So after trying out the LRGB filters for last post, I wanted to try out the narrowband filters. Those filters are built in a way that only very specific light emission lines mass through. Those filters are used for pictures of nebulae, because stars and galaxies emits light in all wavelengths. The most common narrowband filters, which are the ones I got, are:
- Hα: Only emissions on a specific wave length given by Hydrogen
- OIII: Emissions of a kind of ionized Oxygen that can only occur on the vacuum of space
- SII: Emission lines of Sulfur, also ionized.
This narrowband pictures are used to create fake color pictures, where we assign each of the filters to one of the RGB colors. Which filter go to which color is completely up to you. But there are some well known defaults. For example, the Hubble Palette, used for narrowband pictures from the Hubble telescope.

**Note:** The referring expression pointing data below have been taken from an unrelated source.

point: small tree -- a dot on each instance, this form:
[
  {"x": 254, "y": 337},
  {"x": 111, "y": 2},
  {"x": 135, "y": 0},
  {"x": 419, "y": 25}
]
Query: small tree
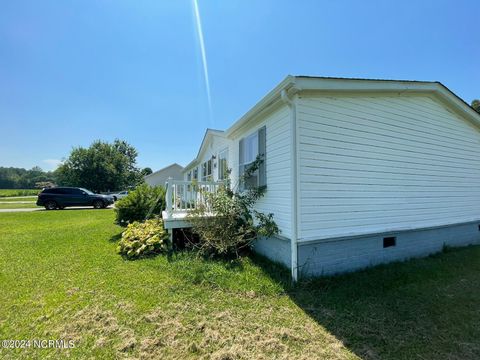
[
  {"x": 226, "y": 222},
  {"x": 102, "y": 166}
]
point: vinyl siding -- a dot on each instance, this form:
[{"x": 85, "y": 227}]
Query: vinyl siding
[
  {"x": 278, "y": 198},
  {"x": 381, "y": 163}
]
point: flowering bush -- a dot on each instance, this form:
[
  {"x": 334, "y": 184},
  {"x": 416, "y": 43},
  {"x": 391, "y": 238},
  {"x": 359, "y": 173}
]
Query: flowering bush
[
  {"x": 143, "y": 239},
  {"x": 142, "y": 203}
]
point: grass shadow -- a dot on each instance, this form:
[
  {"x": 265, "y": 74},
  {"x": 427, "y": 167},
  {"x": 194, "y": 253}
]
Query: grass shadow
[{"x": 423, "y": 308}]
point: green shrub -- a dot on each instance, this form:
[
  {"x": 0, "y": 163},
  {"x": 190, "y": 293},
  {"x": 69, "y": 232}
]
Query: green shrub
[
  {"x": 141, "y": 239},
  {"x": 143, "y": 203}
]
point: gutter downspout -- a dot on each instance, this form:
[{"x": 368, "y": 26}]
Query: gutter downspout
[{"x": 294, "y": 236}]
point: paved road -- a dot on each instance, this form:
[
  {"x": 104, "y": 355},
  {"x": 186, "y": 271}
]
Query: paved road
[
  {"x": 17, "y": 202},
  {"x": 42, "y": 209}
]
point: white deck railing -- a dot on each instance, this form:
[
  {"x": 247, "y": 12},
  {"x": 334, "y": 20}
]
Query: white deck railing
[{"x": 183, "y": 196}]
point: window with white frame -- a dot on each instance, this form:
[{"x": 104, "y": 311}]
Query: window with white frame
[
  {"x": 207, "y": 170},
  {"x": 223, "y": 165},
  {"x": 249, "y": 148}
]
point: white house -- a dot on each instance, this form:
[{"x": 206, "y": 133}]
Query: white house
[
  {"x": 159, "y": 177},
  {"x": 358, "y": 172}
]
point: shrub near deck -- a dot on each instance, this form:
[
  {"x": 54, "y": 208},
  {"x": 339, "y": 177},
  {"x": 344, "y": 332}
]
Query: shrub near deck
[{"x": 61, "y": 277}]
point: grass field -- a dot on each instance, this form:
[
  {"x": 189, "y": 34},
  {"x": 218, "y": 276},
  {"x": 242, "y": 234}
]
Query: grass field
[
  {"x": 61, "y": 279},
  {"x": 18, "y": 192},
  {"x": 21, "y": 198},
  {"x": 12, "y": 205}
]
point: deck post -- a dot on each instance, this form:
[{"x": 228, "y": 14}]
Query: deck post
[
  {"x": 170, "y": 239},
  {"x": 168, "y": 196}
]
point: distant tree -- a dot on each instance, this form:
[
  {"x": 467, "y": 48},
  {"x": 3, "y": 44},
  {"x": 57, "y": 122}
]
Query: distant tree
[
  {"x": 19, "y": 178},
  {"x": 476, "y": 105},
  {"x": 146, "y": 171},
  {"x": 101, "y": 167}
]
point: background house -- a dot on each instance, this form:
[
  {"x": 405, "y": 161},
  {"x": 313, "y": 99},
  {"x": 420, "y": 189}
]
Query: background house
[
  {"x": 160, "y": 177},
  {"x": 358, "y": 172}
]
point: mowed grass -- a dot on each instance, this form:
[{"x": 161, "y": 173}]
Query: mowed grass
[
  {"x": 18, "y": 198},
  {"x": 18, "y": 192},
  {"x": 15, "y": 205},
  {"x": 62, "y": 279}
]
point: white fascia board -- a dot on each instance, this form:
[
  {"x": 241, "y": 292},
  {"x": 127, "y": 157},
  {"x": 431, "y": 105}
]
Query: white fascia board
[
  {"x": 267, "y": 100},
  {"x": 209, "y": 135}
]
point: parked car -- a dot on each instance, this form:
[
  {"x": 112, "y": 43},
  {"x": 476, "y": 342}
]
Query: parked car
[
  {"x": 119, "y": 195},
  {"x": 61, "y": 197}
]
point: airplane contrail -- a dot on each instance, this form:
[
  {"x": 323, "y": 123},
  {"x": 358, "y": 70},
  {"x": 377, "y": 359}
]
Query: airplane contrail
[{"x": 204, "y": 56}]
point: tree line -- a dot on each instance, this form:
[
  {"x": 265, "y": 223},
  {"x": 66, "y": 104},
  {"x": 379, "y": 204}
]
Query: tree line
[{"x": 100, "y": 167}]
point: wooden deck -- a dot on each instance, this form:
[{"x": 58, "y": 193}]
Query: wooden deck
[{"x": 181, "y": 198}]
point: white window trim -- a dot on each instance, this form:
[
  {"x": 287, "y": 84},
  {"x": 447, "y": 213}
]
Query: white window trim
[{"x": 219, "y": 158}]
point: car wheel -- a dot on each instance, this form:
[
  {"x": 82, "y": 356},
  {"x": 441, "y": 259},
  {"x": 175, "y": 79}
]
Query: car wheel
[
  {"x": 50, "y": 205},
  {"x": 98, "y": 204}
]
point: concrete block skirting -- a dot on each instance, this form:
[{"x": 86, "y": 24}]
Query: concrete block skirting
[
  {"x": 332, "y": 256},
  {"x": 275, "y": 248}
]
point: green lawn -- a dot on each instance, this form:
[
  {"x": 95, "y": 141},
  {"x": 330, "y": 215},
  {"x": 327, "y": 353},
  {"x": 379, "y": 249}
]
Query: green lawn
[
  {"x": 13, "y": 205},
  {"x": 18, "y": 192},
  {"x": 16, "y": 198},
  {"x": 61, "y": 278}
]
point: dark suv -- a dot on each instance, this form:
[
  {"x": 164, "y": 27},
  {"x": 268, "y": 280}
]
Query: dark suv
[{"x": 61, "y": 197}]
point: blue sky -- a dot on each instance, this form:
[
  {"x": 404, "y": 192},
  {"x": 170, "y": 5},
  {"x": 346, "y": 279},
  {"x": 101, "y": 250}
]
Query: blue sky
[{"x": 75, "y": 71}]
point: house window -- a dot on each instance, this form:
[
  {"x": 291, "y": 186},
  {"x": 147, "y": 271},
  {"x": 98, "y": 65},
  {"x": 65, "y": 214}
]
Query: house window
[
  {"x": 207, "y": 170},
  {"x": 223, "y": 165},
  {"x": 249, "y": 148}
]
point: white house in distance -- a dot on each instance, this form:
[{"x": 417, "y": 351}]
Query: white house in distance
[
  {"x": 358, "y": 172},
  {"x": 159, "y": 177}
]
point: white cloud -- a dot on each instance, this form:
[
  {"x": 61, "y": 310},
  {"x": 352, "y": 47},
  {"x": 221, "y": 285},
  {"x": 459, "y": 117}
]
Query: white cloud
[{"x": 51, "y": 164}]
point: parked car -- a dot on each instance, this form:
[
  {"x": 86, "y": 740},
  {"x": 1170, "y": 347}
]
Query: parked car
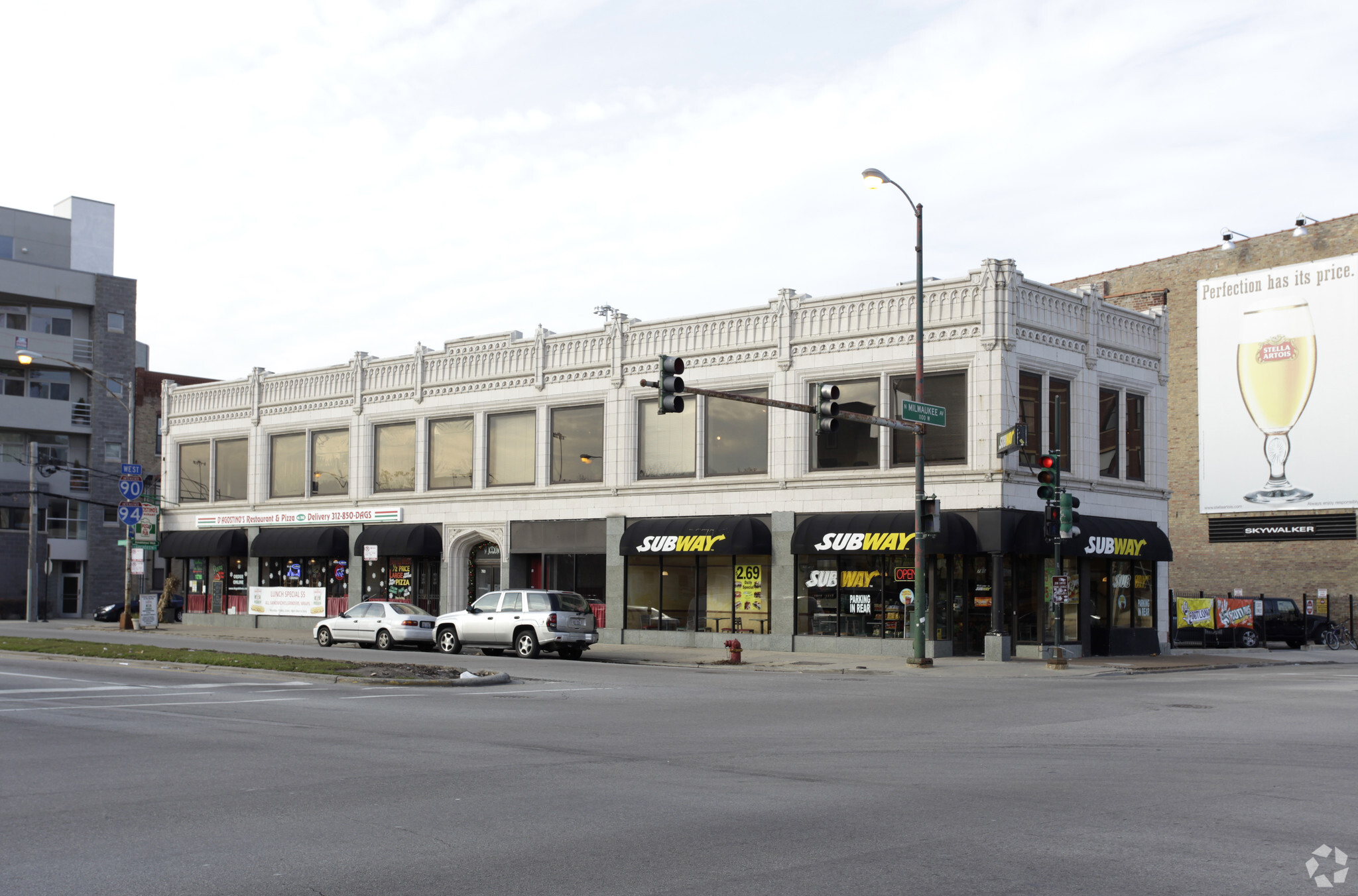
[
  {"x": 1282, "y": 621},
  {"x": 378, "y": 624},
  {"x": 113, "y": 611},
  {"x": 525, "y": 621}
]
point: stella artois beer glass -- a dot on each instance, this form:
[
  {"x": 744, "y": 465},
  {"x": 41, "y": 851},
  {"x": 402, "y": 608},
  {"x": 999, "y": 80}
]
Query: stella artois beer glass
[{"x": 1276, "y": 364}]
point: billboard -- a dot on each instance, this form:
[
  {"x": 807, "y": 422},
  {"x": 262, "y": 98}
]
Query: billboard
[{"x": 1276, "y": 421}]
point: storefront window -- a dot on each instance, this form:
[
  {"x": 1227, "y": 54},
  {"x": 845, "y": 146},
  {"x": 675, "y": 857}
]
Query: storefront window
[
  {"x": 1137, "y": 437},
  {"x": 1109, "y": 432},
  {"x": 578, "y": 444},
  {"x": 510, "y": 449},
  {"x": 193, "y": 471},
  {"x": 330, "y": 462},
  {"x": 855, "y": 444},
  {"x": 667, "y": 444},
  {"x": 1142, "y": 595},
  {"x": 233, "y": 463},
  {"x": 1058, "y": 391},
  {"x": 942, "y": 445},
  {"x": 1119, "y": 594},
  {"x": 738, "y": 436},
  {"x": 450, "y": 454},
  {"x": 394, "y": 458},
  {"x": 287, "y": 466},
  {"x": 678, "y": 592},
  {"x": 855, "y": 595}
]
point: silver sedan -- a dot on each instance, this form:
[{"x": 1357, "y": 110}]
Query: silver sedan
[{"x": 378, "y": 624}]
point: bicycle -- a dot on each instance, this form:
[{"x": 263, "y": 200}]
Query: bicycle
[{"x": 1338, "y": 636}]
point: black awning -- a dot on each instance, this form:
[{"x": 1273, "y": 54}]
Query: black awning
[
  {"x": 204, "y": 543},
  {"x": 302, "y": 541},
  {"x": 1100, "y": 537},
  {"x": 879, "y": 534},
  {"x": 410, "y": 539},
  {"x": 697, "y": 535}
]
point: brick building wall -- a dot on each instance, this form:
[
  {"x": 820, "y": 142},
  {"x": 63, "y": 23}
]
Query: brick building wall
[{"x": 1273, "y": 568}]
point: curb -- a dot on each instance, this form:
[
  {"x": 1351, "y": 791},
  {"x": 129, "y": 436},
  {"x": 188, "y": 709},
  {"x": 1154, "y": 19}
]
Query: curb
[
  {"x": 1271, "y": 664},
  {"x": 499, "y": 678}
]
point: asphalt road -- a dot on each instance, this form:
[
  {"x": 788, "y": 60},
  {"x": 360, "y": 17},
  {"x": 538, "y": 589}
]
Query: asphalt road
[{"x": 627, "y": 779}]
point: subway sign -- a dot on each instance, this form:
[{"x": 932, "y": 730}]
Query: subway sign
[
  {"x": 678, "y": 543},
  {"x": 1115, "y": 546},
  {"x": 864, "y": 541}
]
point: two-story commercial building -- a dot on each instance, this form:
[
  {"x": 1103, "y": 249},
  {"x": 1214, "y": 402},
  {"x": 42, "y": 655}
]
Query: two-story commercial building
[{"x": 511, "y": 462}]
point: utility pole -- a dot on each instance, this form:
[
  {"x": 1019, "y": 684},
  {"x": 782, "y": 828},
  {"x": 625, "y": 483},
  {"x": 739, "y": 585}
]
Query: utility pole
[{"x": 33, "y": 530}]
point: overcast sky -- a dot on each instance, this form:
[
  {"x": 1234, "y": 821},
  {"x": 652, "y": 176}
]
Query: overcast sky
[{"x": 295, "y": 182}]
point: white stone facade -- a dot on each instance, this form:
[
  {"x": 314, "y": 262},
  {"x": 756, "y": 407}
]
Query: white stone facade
[{"x": 992, "y": 323}]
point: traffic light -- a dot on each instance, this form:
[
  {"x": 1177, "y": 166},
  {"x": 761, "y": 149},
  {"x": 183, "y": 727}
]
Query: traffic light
[
  {"x": 1052, "y": 522},
  {"x": 670, "y": 384},
  {"x": 828, "y": 408},
  {"x": 1069, "y": 518},
  {"x": 1048, "y": 475},
  {"x": 930, "y": 516}
]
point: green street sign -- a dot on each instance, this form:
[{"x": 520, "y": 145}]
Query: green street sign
[{"x": 921, "y": 413}]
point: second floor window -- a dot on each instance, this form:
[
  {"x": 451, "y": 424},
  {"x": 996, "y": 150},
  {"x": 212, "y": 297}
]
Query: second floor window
[{"x": 394, "y": 461}]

The Hubble Palette assigns SII to Red, Hα to Green, and OII to Blue. In my first trial with those filters it is easy to see that the Hydrogen Alpha filter got the most details out of the nebula. Since the Bubble Nebula is mostly composed of Hydrogen.
After taking the pictures I notice that they were not very well focused, which is bad. I need to get used to change filters and refocus every time. Anyway I did two editions with the data I got. Initially stacking the pictures with Pixinsight cleaned well the hot pixels, but made the stars have a odd bright halo around it. But stacking with Maxim DL gave better results on this matter, and way worse results on hot pixel removal. I had to remove all the main hot pixels myself to be able to use the Maxim DL stack.
Bubble Nebula (NGC7635)
Celestron AVX 8″ SCT
Filter: Baader Hyperspeed Ha, OIII, SII
Focal Length: 425 mm
Stacking: 20 / 20 / 20
Total exposure: 30 min
Aquisition: Artemis Capture
Post processing: PixInsight, Maxim DL
Taken Apr 27, 2015 around 23:18 CEST
So, both those pictures are exactly the same, just different post processing. The first one is more smooth, but the second one shows more faint details around the main area of the nebula. I didn’t specially like neither. I believe I need to go way further than 20 exposures to get something smoother.
Something weird happen when i was getting my calibration frames. It seems that Artemis or Maxim DL mirror the saved image. I dont know which. But I took the light frames with Artemis and the calibration frames with Maxim DL, and I could see the hot pixels were mirrored. So all my calibration frames were useless.